A virtual pen-drive
Most of us use pen-drives to backup essential files, and to move them between machines. Between work and home I work on up to five machines, and a real problem is version control – which machine (or the pen-drive) has the most recent version of a file.
Help is at hand with a very nice piece of software called Dropbox. The software is available for the PC, Mac, iPhone and Linux (with an Android version on the way). Once installed it creates a folder on your machine in to which you drop files you want to share across machines, or indeed you want to share with colleagues or friends. The sharing with others could be on-going development with colleagues, or photos with family. When someone joins a shared folder, the folder appears inside their Dropbox, and syncs to their computers automatically. The requirement to keep all your shared, backed-up, and synced files in a single folder is an annoyance that Dropbox’s makers promise to correct in a future version.
Dropbox combines elements of many different applications: SVN, WebDAV, online storage, network storage, music and file sharing, FTP, Flickr, and Google Docs, just to name a few. And it manages to do so with style and simplicity. It is non-technical and seamlessly integrates into the normal working environment.
Whenever you log in to the internet, your machine synchronises your local folder with the on-line storgage, in the backgound – in effect moving all the files to and from from the virtual pen-drive. Experience shows this is a very smooth, background operation. Connected to the whole system is a simple website that once logged in allows you to view files you’ve got stored, view recent activity, and organise your sharing options. It’s basic, but it does mean that if you are at a new computer, be it in an internet café or someone’s office you can still access your files.

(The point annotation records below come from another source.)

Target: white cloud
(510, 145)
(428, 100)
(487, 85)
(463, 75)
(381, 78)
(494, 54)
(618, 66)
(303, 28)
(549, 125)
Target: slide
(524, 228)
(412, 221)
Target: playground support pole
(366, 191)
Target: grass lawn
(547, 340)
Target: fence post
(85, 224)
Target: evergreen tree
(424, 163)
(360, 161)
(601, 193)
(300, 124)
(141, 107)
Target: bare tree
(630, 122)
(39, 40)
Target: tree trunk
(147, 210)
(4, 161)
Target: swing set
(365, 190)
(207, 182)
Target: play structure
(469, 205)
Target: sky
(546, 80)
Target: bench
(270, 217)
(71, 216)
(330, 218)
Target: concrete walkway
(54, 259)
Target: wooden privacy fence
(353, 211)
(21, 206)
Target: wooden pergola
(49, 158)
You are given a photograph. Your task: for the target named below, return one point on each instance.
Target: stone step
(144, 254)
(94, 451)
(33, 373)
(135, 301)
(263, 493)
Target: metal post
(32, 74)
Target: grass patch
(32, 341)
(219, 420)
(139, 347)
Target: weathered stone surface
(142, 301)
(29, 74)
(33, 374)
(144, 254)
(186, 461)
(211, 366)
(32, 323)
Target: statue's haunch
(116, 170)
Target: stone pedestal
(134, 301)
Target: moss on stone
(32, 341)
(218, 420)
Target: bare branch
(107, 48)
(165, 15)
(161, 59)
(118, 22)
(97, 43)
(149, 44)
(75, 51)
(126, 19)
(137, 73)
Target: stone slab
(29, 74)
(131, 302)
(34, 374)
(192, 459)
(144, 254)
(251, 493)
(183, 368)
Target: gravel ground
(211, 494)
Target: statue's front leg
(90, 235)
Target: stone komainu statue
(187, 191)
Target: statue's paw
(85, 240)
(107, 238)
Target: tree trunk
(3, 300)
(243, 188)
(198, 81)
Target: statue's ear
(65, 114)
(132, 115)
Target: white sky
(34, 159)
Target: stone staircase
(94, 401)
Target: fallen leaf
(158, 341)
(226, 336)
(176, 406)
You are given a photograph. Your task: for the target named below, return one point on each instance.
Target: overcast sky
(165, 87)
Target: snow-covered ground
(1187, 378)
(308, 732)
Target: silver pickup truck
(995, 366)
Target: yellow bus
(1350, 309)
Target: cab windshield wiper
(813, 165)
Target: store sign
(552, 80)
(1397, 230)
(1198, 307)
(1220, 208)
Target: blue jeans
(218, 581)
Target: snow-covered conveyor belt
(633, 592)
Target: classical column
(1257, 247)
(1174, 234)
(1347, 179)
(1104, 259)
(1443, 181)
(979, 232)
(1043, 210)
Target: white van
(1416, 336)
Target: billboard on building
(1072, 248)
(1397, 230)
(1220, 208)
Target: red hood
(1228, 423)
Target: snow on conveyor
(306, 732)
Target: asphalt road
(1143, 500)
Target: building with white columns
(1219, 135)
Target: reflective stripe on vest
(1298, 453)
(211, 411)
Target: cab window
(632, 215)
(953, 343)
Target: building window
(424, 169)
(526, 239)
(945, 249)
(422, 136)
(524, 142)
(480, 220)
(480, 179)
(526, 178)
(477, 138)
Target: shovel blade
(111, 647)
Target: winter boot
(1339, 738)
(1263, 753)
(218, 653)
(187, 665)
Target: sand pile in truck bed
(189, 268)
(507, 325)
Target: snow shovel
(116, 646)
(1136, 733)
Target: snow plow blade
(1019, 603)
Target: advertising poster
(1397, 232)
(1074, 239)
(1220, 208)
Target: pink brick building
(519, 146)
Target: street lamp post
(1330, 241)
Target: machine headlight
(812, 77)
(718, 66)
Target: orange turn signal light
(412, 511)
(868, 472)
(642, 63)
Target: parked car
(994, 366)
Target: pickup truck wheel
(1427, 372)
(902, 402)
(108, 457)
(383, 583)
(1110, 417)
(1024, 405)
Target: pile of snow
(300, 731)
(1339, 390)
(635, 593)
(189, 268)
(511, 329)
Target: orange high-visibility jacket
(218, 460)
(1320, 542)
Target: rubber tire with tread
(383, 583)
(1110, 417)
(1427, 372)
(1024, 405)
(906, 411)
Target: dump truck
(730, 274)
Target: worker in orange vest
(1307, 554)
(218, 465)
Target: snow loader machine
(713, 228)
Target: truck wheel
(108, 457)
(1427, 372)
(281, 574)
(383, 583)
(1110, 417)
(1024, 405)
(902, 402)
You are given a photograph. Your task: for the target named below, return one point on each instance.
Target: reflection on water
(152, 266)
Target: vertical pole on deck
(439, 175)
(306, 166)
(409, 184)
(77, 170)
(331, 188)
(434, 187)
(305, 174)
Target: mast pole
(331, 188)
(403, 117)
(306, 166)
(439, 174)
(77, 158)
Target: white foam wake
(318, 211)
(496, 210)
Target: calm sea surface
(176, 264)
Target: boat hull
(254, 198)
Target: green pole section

If the user accidentally deletes files and remembers that he or she will need them later, there is an option to “undelete” the files from the web. This is a handy backup feature that could save a lot of time and worry. In addition, when files are updated, Dropbox also saves the previous version of the file as a back up. That way, the original is available for use if it is needed. Dropbox uses Amazon’s S3 service behind the scenes to house your data. Encryption of the on-line files is not offered.
By default, you are given 2GB of storage for free, and you can choose to upgrade to the “Pro 50” package giving you 50GB of storage for $9.99 a month or the “Pro 100” package giving you 100GB of storage for $19.99 a month.